For car fanatics this could be a dream come true - eco-vehicles parked in your living room rather on your front drive

Imagine driving home from work, parking your car in the front room and settling down in the back seat-cum-sofa to watch TV. That’s how Neil Spiller, a professor at the Bartlett School of Architecture, sees us living in the not too distant future.

He has presented the idea as part of an online debate that launched today on hybrid cars and the impact of greener transport on the way cities are built.

Spiller is one of a panel of experts, including Bob Geldof, who are promoting the use of hybrid cars says: “With no exhaust fumes to worry about (certainly none at low speeds), the car can be driven into the house to dock with domestic functions.”

He argues that an integration of vehicles in the home would improve the urban environment by removing parked cars from city streets and enabling the development of multilayered cities.

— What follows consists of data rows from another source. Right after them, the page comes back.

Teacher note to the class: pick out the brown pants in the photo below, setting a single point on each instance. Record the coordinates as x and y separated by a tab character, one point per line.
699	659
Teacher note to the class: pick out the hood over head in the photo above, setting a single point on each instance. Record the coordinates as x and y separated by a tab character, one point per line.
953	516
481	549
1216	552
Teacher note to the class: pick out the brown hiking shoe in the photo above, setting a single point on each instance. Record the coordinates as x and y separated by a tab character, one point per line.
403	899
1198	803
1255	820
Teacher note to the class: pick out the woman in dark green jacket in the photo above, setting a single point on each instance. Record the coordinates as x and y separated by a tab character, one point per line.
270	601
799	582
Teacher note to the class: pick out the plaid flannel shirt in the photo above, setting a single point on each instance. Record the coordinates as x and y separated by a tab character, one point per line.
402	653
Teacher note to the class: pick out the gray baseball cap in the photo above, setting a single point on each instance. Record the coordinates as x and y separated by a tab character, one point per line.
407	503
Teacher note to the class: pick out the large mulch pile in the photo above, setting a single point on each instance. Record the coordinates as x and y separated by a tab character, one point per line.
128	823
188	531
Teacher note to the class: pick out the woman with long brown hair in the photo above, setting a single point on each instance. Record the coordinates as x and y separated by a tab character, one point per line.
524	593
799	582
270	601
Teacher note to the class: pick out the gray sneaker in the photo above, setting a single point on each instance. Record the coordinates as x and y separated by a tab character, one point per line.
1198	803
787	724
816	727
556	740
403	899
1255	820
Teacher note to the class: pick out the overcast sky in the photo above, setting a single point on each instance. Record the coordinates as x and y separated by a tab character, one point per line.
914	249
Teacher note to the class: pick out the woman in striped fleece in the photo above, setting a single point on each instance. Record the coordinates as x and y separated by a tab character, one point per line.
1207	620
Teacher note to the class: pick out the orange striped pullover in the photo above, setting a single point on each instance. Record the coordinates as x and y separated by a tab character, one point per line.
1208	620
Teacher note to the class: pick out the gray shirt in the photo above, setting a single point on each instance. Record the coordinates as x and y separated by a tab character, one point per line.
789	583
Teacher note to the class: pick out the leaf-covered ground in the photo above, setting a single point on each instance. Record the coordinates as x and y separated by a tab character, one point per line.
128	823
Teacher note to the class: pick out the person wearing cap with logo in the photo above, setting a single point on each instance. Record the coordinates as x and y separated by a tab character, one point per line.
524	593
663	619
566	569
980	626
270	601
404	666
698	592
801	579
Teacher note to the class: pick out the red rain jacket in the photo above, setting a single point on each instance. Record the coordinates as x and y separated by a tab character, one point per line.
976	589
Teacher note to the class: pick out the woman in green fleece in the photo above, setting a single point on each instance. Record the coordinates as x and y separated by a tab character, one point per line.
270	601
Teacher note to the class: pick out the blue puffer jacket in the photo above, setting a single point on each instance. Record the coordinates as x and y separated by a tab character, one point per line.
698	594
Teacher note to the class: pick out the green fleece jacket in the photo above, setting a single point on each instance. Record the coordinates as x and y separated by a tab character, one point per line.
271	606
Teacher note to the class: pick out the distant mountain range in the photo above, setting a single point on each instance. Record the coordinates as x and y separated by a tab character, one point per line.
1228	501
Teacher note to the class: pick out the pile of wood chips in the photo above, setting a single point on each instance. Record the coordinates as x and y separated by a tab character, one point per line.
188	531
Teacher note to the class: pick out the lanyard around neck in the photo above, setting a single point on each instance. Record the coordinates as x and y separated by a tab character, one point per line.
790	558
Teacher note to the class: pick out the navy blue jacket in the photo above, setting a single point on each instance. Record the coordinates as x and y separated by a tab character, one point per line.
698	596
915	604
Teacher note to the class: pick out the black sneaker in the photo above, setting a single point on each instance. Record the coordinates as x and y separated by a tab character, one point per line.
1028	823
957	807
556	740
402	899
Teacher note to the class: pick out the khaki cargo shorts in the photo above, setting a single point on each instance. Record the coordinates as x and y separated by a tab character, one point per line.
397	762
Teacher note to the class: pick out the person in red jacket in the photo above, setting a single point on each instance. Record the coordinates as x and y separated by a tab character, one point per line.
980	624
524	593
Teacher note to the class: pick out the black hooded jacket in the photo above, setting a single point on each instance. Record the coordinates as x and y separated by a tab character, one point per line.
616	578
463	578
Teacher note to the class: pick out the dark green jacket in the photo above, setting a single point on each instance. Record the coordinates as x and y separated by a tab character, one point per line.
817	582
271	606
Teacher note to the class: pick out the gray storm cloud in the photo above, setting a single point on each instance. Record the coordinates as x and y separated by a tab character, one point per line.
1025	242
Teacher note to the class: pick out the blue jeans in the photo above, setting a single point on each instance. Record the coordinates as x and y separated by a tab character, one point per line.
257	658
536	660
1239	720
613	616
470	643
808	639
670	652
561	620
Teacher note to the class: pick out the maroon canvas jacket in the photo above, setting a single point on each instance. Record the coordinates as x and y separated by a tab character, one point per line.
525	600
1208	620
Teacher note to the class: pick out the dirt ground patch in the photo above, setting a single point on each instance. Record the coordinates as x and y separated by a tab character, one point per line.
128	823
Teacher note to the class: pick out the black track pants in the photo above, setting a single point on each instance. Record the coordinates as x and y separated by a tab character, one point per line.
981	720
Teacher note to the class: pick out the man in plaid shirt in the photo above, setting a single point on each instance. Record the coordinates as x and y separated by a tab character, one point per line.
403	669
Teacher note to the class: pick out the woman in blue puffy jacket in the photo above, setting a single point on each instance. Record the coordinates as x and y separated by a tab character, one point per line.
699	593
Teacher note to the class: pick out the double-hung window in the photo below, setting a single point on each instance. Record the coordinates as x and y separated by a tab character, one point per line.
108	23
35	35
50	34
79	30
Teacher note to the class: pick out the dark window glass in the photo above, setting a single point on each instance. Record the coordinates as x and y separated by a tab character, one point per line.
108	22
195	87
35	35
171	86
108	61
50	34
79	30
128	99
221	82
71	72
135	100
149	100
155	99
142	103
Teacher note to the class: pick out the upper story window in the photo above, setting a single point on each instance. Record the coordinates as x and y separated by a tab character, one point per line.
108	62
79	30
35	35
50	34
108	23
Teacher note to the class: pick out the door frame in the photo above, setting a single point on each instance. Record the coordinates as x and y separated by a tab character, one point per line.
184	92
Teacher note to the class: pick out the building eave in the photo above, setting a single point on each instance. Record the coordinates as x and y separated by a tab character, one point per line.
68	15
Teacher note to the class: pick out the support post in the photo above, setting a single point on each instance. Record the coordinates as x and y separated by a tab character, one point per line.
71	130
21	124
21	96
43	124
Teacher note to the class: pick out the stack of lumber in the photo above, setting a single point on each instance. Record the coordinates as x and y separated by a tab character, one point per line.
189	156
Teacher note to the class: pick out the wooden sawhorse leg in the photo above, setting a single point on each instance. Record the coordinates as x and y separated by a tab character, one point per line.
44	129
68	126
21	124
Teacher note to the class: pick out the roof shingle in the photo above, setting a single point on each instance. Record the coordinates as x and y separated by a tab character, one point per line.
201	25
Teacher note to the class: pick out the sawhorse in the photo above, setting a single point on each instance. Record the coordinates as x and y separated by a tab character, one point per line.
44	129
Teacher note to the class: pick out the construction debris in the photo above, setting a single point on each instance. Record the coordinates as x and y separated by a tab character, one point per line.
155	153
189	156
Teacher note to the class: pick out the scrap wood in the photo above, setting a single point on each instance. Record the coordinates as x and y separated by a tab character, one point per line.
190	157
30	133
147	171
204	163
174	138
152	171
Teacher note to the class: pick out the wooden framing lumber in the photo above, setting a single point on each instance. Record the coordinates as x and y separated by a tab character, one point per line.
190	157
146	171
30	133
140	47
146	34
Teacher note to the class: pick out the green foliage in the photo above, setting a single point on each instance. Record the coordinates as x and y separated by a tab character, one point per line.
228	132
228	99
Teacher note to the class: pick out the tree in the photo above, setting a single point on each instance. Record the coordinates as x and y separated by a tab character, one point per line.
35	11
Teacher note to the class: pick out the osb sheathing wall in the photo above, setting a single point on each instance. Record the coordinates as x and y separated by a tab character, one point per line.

“Tunnelling would be much easier and cheaper, since there would be a reduced need for large-scale ventilation,” he says. “It would be less problematic to allow cars into any enclosed space. Roads could therefore extend upward more easily, with highways running through towers and across gantries.”

His vision has been brought to life with a series of illustrations. These show how a home could be adapted to accommodate vehicles and how the Millennium Dome site might look if parks and woodland were introduced to city centres.